A fast multi-threaded word frequency counter written in C++. SSFI recursively scans a given directory for files ending in .txt. It then queues those files to be processed by worker threads. Worker threads will pick up files from the queue and scan them, counting how many occurences of each word they see. Once complete, the program prints the top 10 words and their counts.
- Unordered lockless hash maps for storing word frequency. Each thread gets it's own hash map to count words. When processing is complete, main thread merges the hash maps into a master hash map. This allows for very efficient processing and avoids the need for locks or synchronization. This design also allows the application to scale well with additional threads.
- Thread pool. Configurable number of worker threads are part of a thread pool with a queue. Worker threads use thread IDs to accumulate data into the same hash map for the duration of processing. This avoids allocating new memory for hash maps every time a worker thread processes a file.
Execute "make" from root directory. SSFI requires the C++ Boost 1.66 or higher library.

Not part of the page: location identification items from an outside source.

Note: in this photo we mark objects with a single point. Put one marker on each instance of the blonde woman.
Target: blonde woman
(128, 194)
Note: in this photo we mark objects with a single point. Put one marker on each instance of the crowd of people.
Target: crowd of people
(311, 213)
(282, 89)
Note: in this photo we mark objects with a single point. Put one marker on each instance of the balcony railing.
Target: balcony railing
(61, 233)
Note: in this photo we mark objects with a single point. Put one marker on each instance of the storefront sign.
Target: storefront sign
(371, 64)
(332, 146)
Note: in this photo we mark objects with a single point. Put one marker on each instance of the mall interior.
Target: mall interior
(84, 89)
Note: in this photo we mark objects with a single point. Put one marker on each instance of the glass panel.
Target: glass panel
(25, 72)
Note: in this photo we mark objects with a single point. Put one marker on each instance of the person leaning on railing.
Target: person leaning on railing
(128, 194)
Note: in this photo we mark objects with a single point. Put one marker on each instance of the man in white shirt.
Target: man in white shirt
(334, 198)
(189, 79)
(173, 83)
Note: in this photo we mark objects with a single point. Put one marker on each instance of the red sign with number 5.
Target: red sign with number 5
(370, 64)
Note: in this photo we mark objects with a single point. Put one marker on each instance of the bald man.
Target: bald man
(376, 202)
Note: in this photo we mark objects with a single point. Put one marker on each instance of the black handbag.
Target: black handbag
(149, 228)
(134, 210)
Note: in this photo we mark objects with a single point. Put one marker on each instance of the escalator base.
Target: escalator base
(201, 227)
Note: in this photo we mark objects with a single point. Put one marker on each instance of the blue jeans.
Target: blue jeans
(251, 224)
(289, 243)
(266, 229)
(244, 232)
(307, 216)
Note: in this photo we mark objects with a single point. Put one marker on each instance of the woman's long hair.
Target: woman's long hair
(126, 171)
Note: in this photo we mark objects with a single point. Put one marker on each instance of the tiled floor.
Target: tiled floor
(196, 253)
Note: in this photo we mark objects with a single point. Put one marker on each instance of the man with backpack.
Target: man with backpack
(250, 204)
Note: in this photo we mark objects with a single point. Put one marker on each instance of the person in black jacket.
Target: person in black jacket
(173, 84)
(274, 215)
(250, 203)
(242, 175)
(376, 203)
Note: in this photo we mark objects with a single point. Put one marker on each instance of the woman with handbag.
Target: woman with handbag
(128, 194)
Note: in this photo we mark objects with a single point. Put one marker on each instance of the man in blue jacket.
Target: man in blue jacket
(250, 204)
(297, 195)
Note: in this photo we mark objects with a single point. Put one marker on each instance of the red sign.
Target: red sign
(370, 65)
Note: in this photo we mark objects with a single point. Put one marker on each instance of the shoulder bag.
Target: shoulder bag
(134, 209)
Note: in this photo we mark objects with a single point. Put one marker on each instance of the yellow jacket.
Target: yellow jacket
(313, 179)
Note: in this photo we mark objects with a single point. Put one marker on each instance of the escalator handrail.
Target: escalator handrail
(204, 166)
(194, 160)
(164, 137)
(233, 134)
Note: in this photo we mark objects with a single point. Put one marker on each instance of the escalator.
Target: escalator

The following is configurable:
- -p: Path to recursively index
- -t: Number of worker threads to use
- -w: Top N words to print
- -h: Help menu
SSFI was designed for speed and scalability. On a virtual machine with 8 cores, it counted 100 MB worth of text (in chunks of 6 MB books) in 1.2 seconds multithreaded. I also created a version of the same utility using ordered maps. Performance stats for 100MB of text below:
Threads | Total Time (Unordered Map) | Total Time (Ordered Map) |
---|---|---|
1 | 5.091s | 10.576s |
2 | 3.066s | 6.380s |
4 | 1.749s | 2.977s |
8 | 1.28s | 2.071s |
16 | 1.396s | 2.524s |
32 | 1.294s | 2.314s |
64 | 1.303s | 2.328s |
As can be seen from the tables, using unsorted maps brings in a 2x speed improvement.

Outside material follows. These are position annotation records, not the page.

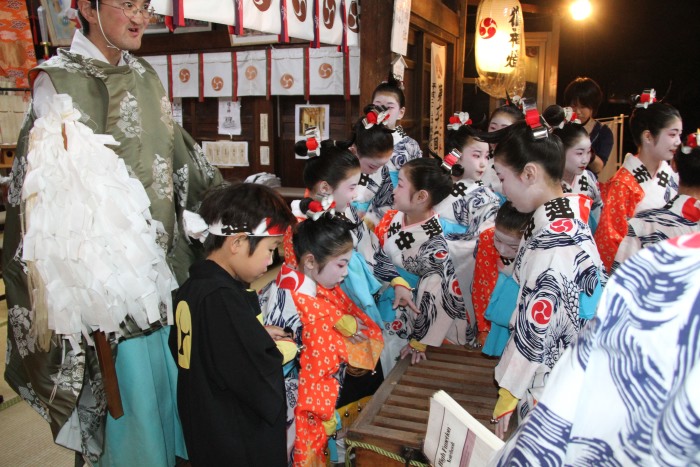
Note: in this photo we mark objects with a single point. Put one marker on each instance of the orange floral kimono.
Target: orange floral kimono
(322, 359)
(485, 277)
(632, 189)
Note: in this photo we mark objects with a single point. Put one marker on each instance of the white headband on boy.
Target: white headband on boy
(197, 228)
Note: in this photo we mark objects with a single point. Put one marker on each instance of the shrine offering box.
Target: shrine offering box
(390, 430)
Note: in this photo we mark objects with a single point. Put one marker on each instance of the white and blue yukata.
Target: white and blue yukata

The optimal number of threads (for my VM with 8 cores) is 8. Since the VM has 8 cores, adding additional threads (past 8) does not improve performance as the threads just become context switched.

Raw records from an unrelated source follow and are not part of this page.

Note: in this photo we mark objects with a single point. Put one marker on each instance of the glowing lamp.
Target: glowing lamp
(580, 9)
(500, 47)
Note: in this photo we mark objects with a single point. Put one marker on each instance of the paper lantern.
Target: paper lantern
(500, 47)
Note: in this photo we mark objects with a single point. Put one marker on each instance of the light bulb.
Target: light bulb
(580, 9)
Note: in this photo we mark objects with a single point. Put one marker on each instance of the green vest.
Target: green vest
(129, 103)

Due to the scope of the task, the design of SSFI has been kept simple. There are no classes, logging, or a lot of tests.
This is deliberate - if the project is ever grown it would be very easy to adapt it and less code helps readibility/maintainablity.
When compiled, the test executable test_worker
is located under test/
. Execute from the test/
directory.
The tests cover the worker code - namely counting words in a single file.
A full test can be done by running the ssfi executable with ./ssfi -p files
.
If files directory has not been altered and the code works, the words will match the frequency:
Even though each thread keeps a separate hash map for the duration of processing, the hash maps have to eventually be merged in order to compute metrics. The main thread does this at the end. An optimization would be to switch to using a concurrent hash map package that allows all threads to access the same global hash map without the need for locks. This would bring improvements to speed and memory usage as we wouldn't keep multiple hash maps or merge them. Switching away from using C++ strings (tolower) may bring additional speed. If the project is grown, additional tests should be added.